Jeanne: However, that was the home I got. It was my teaching, my life curriculum, as I used to say. One of my children out of three, one in particular, has struggled terribly. He's thriving now because fortunately I chose to do something different about it. Because in my generation it was like, "Children should be seen and not heard."
Jeanne: Nobody did anything about anything. They didn't know what to do. They didn't want to admit anything, and if they did, they were probably out of their element in what to do. And it was very taboo back then to have someone who was mentally ill. It was not seen as part of being human, which it is really today.
Mike: That's outstanding. And speaking of looking back and looking forward, on the final installment you do a a little miniseries on your podcast called, let me get it right, Recovery Return on Investment, and I love the comment you make. Here's the quote, "So many people want to change, but try to create it while staring into the rear view mirror."
Mike: I love that quote. What do you mean by that?
Jeanne: Oh my God. It's so hard for any of us to be in the present moment, right? Like right here, right now with you and I, right? Instead of not thinking about all the things I have to do. So either we're future tripping looking at what's ahead or where we wanna aspire to be, or we're driving in the rear view mirror thinking about everything that's really got us to where we are and why we can't move forward.
Jeanne: So if we're looking in the rear view mirror, we're not gonna do anything really extraordinary, I think, personally.
Mike: No.
Jeanne: We're just gonna remain then that stuck kind of cycle, a few steps forward, more back, and so on. So I think, if we can get into the present moment, have more compassion for ourselves, for our process, recognize that the human journey is a really messy journey, and embrace all of our quirkiness, and have some compassion and learn along the way, we'd be so much nicer and kinder to ourselves, and be so much better off.

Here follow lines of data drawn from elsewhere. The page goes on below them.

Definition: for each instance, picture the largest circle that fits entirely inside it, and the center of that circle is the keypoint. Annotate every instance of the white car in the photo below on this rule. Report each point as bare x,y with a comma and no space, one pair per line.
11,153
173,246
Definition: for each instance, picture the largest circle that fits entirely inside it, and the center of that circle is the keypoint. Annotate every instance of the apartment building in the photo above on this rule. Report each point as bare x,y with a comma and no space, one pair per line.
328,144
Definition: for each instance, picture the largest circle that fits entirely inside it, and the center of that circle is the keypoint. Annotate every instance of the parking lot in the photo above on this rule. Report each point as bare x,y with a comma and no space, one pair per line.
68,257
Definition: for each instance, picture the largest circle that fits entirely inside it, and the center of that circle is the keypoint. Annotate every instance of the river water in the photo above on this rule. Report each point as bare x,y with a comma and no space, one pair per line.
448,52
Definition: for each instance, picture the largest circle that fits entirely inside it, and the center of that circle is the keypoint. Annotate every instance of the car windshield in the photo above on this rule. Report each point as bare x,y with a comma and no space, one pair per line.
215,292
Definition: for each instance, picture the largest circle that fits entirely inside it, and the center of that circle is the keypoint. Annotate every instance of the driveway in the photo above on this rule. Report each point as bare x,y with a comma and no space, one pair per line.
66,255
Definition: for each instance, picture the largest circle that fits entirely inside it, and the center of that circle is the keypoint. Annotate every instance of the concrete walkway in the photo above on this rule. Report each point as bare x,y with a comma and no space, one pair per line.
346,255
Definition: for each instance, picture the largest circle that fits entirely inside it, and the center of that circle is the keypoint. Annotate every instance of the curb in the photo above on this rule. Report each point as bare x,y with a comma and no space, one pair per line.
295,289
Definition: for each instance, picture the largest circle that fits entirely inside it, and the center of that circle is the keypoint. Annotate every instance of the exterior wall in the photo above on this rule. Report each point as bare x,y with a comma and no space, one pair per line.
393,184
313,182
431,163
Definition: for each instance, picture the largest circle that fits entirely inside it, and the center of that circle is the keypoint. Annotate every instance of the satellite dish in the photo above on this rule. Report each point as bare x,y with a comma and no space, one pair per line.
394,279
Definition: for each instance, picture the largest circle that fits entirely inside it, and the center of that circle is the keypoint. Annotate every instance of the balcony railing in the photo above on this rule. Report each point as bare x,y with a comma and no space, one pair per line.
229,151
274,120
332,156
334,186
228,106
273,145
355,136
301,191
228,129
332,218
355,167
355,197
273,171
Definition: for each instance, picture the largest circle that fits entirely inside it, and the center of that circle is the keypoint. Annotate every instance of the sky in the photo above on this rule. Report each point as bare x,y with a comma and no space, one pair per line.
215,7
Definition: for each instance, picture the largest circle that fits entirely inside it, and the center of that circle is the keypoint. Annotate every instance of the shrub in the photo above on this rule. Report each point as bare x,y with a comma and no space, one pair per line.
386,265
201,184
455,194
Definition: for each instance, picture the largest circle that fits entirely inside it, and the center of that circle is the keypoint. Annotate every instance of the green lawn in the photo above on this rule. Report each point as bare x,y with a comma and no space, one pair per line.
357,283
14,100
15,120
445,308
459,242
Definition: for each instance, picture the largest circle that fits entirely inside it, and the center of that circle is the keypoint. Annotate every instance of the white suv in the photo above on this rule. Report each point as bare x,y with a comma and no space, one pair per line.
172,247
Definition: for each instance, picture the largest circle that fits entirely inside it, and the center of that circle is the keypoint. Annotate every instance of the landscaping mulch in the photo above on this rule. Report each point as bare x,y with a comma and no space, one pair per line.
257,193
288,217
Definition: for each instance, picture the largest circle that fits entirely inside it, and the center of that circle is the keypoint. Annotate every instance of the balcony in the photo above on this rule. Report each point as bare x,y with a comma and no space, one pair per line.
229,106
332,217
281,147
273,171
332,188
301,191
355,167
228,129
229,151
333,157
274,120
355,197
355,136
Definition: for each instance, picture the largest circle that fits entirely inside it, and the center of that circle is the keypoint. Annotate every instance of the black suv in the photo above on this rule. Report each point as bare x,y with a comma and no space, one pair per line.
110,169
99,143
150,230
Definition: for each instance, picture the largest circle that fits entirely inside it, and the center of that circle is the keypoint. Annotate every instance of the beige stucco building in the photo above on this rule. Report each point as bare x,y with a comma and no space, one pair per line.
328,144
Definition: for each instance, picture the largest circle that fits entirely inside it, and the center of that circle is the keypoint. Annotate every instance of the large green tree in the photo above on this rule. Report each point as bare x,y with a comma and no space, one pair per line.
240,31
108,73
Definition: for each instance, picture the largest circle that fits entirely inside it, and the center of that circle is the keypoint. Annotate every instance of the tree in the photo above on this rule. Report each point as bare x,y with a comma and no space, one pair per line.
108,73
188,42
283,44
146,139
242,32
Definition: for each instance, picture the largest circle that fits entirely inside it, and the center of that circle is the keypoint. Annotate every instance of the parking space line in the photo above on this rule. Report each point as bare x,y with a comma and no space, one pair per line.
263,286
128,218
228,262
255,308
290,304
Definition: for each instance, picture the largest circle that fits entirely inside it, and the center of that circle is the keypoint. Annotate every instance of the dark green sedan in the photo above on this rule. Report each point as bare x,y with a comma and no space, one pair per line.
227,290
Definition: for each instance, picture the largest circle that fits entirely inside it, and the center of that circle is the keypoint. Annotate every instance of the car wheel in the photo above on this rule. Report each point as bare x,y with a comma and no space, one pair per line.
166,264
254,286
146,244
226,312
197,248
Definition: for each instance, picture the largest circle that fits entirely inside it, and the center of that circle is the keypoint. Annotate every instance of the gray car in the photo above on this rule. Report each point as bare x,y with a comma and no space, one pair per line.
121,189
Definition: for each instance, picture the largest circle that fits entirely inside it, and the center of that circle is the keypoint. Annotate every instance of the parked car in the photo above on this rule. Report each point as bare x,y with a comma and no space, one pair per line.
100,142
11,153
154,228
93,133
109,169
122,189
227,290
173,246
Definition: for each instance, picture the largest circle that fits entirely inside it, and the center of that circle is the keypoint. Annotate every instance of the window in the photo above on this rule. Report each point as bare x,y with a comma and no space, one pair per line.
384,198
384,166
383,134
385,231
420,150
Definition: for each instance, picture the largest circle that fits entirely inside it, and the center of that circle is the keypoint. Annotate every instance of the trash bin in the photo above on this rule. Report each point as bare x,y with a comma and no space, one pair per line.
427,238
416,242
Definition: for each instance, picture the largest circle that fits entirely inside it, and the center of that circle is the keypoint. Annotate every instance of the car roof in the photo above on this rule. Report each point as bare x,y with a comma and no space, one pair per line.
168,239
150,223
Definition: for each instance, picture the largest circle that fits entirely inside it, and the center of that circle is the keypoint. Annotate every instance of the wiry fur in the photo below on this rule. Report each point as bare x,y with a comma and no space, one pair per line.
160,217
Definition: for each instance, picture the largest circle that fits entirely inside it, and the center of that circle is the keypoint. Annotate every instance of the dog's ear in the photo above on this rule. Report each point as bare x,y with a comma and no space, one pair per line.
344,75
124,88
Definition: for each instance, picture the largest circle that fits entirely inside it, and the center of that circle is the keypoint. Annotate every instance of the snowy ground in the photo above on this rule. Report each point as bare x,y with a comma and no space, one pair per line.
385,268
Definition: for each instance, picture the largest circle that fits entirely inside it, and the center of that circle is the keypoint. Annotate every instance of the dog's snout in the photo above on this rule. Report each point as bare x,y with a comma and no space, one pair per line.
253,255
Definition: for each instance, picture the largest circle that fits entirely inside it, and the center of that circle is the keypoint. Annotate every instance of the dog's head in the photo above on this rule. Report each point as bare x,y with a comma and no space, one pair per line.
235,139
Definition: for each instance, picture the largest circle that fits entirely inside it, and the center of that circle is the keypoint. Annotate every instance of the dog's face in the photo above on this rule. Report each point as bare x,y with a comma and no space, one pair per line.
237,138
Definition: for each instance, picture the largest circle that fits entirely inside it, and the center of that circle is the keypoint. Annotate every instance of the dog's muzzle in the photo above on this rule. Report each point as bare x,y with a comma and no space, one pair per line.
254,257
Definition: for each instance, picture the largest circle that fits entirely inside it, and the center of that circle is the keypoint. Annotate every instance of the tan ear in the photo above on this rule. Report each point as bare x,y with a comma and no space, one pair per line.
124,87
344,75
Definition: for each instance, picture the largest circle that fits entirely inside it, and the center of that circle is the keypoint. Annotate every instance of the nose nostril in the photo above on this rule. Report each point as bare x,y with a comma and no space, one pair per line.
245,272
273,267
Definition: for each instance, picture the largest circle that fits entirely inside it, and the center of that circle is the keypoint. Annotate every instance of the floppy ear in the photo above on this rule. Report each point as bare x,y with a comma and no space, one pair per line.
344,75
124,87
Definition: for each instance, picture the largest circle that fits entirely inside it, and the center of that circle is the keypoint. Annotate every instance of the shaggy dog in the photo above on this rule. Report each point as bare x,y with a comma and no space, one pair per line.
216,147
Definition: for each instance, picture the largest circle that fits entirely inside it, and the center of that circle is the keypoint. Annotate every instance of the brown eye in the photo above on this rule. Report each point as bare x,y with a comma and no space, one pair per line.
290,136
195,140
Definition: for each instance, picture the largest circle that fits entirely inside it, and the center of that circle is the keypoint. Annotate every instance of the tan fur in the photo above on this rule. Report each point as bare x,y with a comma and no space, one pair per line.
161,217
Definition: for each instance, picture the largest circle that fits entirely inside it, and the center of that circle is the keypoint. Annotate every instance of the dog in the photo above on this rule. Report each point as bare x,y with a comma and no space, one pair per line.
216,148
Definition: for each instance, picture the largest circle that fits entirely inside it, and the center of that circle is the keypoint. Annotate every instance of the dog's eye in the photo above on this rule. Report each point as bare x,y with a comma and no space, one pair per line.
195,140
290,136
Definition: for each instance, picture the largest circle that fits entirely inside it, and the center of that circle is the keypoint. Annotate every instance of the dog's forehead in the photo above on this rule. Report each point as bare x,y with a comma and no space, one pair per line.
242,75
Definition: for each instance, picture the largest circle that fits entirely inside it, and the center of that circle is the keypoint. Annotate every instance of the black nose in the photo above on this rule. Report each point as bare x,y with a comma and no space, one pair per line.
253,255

Jeanne: We need to start to treat ourselves like we treat our friends and family. That could be a... But let's- ... say friends, not our family. The positive- But you know what I mean by that, right?
Mike: Yeah, the positive ones.
Jeanne: Yeah, like you would never berate someone who's close to you and say, "My God, you just didn't get that right. What's the matter with you?" But we do that to ourselves.
Mike: We sabotage our own success all the time. Our own growth all the time.
Jeanne: Absolutely.
Mike: Where's that come from?
Jeanne: I think it comes from our subconscious programming. When we, between zero and seven, we're blueprints, right? We're absolute blueprints for what we hear.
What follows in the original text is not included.